I would like to know if anyone here knows about an archival tool or
script that can be used to back up new articles into mbox format. Similar
to what exists in archive.org. I'm not much of a programmer but before I spend the time and effort to cobble together a bash script to do this, I
want to see if someone here already has some this that can do that
already. No need to re-invent the wheel, etc. Thanks.
I'm using slrn as news agent, and simply use '#' to tag messages/threads
I want to archive, and then press 'o' to select mbox file in which to
save them (could be more automated with slang macros in slrn, if one
wants)
That is for archive.org-alike saving (you choose what you want to save).
Hi all,
I would like to know if anyone here knows about an archival tool or
script that can be used to back up new articles into mbox format. Similar
to what exists in archive.org. I'm not much of a programmer but before I spend the time and effort to cobble together a bash script to do this, I
want to see if someone here already has some this that can do that
already. No need to re-invent the wheel, etc. Thanks.
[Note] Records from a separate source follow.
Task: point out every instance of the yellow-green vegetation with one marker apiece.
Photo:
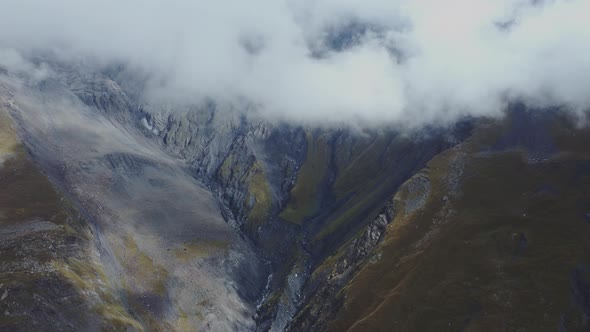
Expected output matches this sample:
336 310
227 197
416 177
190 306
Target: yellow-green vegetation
497 255
200 249
304 201
259 189
51 236
364 181
8 139
86 276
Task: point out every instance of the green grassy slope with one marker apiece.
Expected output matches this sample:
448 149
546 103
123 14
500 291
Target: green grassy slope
500 245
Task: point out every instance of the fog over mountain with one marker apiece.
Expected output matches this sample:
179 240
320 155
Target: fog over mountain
325 61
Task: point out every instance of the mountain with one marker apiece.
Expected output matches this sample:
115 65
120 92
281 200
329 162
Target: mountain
118 212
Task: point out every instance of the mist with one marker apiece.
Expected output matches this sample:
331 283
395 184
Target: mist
415 62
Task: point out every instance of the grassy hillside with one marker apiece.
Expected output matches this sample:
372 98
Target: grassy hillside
500 244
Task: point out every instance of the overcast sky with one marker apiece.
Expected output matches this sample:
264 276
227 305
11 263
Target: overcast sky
419 61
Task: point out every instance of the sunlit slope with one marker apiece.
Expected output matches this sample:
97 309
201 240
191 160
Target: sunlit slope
497 240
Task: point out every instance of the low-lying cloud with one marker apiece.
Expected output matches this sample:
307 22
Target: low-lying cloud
418 61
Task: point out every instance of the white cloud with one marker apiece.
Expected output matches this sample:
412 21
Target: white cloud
457 56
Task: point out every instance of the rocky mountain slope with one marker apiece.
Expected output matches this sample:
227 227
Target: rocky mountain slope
206 217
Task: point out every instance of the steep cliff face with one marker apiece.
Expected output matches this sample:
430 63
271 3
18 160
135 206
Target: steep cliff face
490 235
208 217
51 274
171 260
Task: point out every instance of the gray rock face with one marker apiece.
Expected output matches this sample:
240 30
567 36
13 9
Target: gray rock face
194 193
163 241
I would like to know if anyone here knows about an archival tool or
script that can be used to back up new articles into mbox
format. Similar to what exists in archive.org. I'm not much of a
programmer but before I spend the time and effort to cobble together a
bash script to do this, I want to see if someone here already has some
this that can do that already. No need to re-invent the wheel, etc.
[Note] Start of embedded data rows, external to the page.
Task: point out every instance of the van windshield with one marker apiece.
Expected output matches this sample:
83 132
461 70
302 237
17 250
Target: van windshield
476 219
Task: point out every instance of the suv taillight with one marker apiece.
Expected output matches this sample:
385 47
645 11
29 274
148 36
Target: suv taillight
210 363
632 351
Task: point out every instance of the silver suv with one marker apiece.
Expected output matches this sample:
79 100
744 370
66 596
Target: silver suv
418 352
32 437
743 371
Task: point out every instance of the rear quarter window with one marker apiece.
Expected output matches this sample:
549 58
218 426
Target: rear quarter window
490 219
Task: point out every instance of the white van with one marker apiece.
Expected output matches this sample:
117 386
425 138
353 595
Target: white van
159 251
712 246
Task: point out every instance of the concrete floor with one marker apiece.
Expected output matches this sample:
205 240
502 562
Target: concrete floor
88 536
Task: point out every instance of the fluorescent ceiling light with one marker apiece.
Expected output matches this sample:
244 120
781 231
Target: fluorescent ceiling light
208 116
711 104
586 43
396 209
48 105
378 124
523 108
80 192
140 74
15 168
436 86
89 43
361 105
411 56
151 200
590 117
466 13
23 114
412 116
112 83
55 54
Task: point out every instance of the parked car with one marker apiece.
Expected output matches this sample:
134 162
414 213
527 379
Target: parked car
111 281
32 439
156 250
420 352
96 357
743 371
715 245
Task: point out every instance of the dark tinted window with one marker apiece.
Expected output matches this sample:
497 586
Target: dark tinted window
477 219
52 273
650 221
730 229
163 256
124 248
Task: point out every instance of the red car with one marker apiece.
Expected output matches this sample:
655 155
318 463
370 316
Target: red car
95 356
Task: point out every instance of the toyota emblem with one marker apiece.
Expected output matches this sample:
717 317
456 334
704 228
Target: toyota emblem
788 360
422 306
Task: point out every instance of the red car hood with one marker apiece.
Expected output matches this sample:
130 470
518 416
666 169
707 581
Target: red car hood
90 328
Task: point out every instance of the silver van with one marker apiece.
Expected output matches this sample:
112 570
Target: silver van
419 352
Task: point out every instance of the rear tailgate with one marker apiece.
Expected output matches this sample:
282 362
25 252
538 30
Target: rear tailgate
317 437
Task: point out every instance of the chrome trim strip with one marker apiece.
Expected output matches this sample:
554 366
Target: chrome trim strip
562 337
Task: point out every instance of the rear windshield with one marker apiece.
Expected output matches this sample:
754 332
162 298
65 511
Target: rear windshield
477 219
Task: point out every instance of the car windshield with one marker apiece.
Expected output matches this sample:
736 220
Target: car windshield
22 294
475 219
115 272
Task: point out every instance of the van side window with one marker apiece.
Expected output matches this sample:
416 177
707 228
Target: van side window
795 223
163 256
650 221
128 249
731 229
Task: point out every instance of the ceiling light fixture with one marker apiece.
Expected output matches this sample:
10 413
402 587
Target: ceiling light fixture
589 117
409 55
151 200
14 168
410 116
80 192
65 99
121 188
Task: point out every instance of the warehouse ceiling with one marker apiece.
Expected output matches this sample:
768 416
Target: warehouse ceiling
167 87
However I'm running my own INN news server using the tradpool storage
method. I want to be able to create an automated monthly archive
of every article on my server and dump that to mbox files for each
newsgroup. Doing it through slrn would be way too much of a headache.
Jason Evans <jsevans@mailfence.com> writes:
I would like to know if anyone here knows about an archival
tool or script that can be used to back up new articles into
mbox format. Similar to what exists in archive.org. I'm not
much of a programmer but before I spend the time and effort to
cobble together a bash script to do this, I want to see if
someone here already has some this that can do that already.
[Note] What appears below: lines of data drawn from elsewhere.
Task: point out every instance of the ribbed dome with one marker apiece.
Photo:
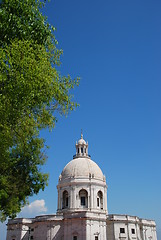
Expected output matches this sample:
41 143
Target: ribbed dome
81 168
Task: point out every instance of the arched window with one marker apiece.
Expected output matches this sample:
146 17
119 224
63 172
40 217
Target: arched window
65 200
100 200
83 196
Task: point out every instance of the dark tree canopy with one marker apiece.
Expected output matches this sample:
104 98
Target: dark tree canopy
32 92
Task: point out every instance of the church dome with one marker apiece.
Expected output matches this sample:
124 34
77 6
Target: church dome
82 167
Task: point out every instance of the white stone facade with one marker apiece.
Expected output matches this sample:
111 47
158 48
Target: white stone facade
82 209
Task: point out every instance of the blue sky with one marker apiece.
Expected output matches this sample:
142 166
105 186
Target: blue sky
115 47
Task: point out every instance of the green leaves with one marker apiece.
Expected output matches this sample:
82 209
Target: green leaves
32 92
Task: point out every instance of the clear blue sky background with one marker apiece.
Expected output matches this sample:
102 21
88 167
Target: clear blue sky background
115 47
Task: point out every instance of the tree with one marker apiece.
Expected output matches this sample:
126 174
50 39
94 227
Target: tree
32 92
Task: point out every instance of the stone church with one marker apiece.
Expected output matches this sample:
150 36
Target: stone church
82 212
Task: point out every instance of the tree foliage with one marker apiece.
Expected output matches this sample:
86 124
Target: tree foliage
32 91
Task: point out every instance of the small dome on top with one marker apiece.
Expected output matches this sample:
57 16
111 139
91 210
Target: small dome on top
81 168
81 141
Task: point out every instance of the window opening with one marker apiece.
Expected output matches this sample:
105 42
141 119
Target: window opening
98 202
65 199
83 196
133 231
83 201
122 230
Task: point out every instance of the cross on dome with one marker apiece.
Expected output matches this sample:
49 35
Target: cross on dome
81 147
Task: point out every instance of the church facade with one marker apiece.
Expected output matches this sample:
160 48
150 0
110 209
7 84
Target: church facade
82 212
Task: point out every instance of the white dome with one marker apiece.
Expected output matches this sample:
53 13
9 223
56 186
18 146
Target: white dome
81 168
No need to re-invent the wheel, etc.
The archive program that comes with INN and can be configured
as a feed in newsfeeds is fairly close to what you want except
that when you configure it to store multiple messages in a
single file, it uses a custom separator rather than doing From
escaping and inserting a mailbox From.
You could run it in its default mode where it saves each
individual message to a file and then separately run some other
program to convert a directory full of files to a mailbox. I
suspect most of the Google hits for "maildir2mbox" would do it,
since a maildir is essentially a directory full of messages.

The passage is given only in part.